Ich hielt mich nach einer kleinen Vesperpause dann aber nicht weiter auf und sah nun zu, dass ich wieder runter kam, denn inzwischen begann es leicht zu schneinen und die Sicht wurde zunehmend schlechter. Der Abstieg ging auch mit den Schneeschuhen recht gut, wobei es am Hintereisjoch manchmal etwas rutschig war. Die Querung am nicht ganz spaltenfreien Gletscher hinüber zum Weißkugeljoch war weniger schön und an einer Stelle etwas heikel, da die Sicht rasch richtig schlecht wurde und ich mit den Schneeschuhen beim Queren öfter wegrutschte. Also investierte ich besser noch mal etwas Zeit ins Steigeisen anziehen als Gefahr zu laufen mit den Schneeschuhen wegzurutschen und dann am steilen Hang in eine der weiter unten wartenden offenen Gletscherspalten zu rutschen ... Ich war froh als ich endlich am Weißkugeljoch angekommen war und begann dann ohne Umschweife den Abstieg entlang meines Aufstiegsweges.
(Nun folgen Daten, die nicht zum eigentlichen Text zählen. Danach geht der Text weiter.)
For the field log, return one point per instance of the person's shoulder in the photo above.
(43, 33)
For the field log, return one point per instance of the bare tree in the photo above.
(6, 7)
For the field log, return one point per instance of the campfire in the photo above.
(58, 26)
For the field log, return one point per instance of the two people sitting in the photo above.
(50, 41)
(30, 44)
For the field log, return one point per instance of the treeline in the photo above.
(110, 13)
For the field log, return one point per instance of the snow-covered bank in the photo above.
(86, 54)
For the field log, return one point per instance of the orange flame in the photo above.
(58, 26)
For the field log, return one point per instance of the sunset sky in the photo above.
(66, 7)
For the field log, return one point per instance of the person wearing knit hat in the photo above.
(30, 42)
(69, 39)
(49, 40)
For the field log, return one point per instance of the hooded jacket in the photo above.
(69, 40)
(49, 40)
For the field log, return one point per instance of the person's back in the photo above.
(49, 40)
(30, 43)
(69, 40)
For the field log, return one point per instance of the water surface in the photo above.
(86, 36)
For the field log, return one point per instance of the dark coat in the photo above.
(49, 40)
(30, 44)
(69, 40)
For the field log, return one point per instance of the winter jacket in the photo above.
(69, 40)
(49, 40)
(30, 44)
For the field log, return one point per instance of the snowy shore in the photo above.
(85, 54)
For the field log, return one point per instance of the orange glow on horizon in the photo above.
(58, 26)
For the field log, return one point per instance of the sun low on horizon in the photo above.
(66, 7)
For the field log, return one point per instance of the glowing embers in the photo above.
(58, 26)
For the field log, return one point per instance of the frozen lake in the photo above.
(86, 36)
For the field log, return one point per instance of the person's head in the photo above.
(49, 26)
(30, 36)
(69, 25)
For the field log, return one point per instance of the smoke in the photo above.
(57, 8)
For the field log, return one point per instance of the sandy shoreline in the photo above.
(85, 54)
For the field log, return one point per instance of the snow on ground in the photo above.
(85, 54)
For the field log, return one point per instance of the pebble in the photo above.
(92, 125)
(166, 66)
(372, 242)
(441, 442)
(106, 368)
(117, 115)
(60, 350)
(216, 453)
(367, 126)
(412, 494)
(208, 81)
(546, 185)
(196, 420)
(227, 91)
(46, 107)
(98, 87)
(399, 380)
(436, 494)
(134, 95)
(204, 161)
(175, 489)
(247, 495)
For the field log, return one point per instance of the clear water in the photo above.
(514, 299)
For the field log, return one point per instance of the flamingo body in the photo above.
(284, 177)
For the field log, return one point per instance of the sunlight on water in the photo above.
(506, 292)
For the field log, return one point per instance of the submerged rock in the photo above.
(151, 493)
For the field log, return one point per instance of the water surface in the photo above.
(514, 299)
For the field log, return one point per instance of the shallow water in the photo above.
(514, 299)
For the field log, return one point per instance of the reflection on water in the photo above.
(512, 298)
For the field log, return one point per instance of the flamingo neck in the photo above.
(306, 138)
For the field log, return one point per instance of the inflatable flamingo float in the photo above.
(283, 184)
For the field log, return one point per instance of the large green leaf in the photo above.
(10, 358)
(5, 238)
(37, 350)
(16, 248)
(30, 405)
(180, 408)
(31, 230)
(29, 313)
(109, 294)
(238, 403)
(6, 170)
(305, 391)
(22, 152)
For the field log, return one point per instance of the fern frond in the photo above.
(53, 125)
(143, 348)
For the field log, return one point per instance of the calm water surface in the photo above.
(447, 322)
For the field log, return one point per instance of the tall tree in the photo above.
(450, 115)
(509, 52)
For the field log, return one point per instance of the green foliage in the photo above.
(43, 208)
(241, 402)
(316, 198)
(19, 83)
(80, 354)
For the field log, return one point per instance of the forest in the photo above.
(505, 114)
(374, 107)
Die Spuren waren inzwischen kaum noch vorhanden aufgrund des nun konstanten Schneefalls und des auffrischenden Windes, und der gefürchtete Whiteout drohte, da man selbst mit Skibrille kaum noch die Konturen wenige Meter vor sich richtig ausmachen konnte ... Behutsam, aber dennoch zügig rutschte ich also immer weiter im halben Blindflug bergab und war froh um meinen Höhenmesser und jeden Meter, den er weniger anzeigte. Schließlich ging der Schnee in leichten Regen über, und der Nebel lichtete sich etwas, so dass ich kurz den freien Blick auf den vor mir liegenden Abstiegsweg hatte. An meinem Frühstücksplatz auf etwa 2900 m war das Schlimmste dann geschafft, der Gletscher lag hinter mir und der Rest des Weges war dann eher eine Pflichtübung.

Ein ohrenbetäubender Knall zu meiner Rechten ließ mich bei der Querung zur Hütte noch mal zusammenzucken. Es schien sich um einen großen Bergrutsch zu handeln, denn es polterte ziemlich heftig unweit von mir, doch ich konnte nichts davon sehen aufgrund des Nebels. Da ich die Spur recht weit weg vom Steilhang gewählt hatte, war ich jedoch ausser Gefahr. Wenig später sah ich durch eine Wolkenlücke dann, dass es sich um einen nicht gerade kleinen Abgang einer Lawine aus Schnee und Schutt gehandelt hatte. Gut, dass ich in sicherer Entfernung meine Spur gezogen hatte. Als ich schliesslich an der Hütte zurück war, habe ich mich gleich bei der netten Bedienung zurück gemeldet, die natürlich von meiner Unternehmung wusste und nun auch langsam mit meiner Rückkehr gerechnet hatte. Geschafft!

Im leichten Nieselregen ging es dann noch in Unterhose vor die Tür zum Waschen, dort hing ein Gartenschlauch, aus dem Schmelzwasser floss. Eiskalt geniessen :-) Wenig später war ich aber wieder im Warmen, erfreute mich am Abendessen und einem leckeren Weizenbier und ließ noch einmal den beeindruckenden Tourentag Revue passieren. Das war schon eine ganz spezielle Tour!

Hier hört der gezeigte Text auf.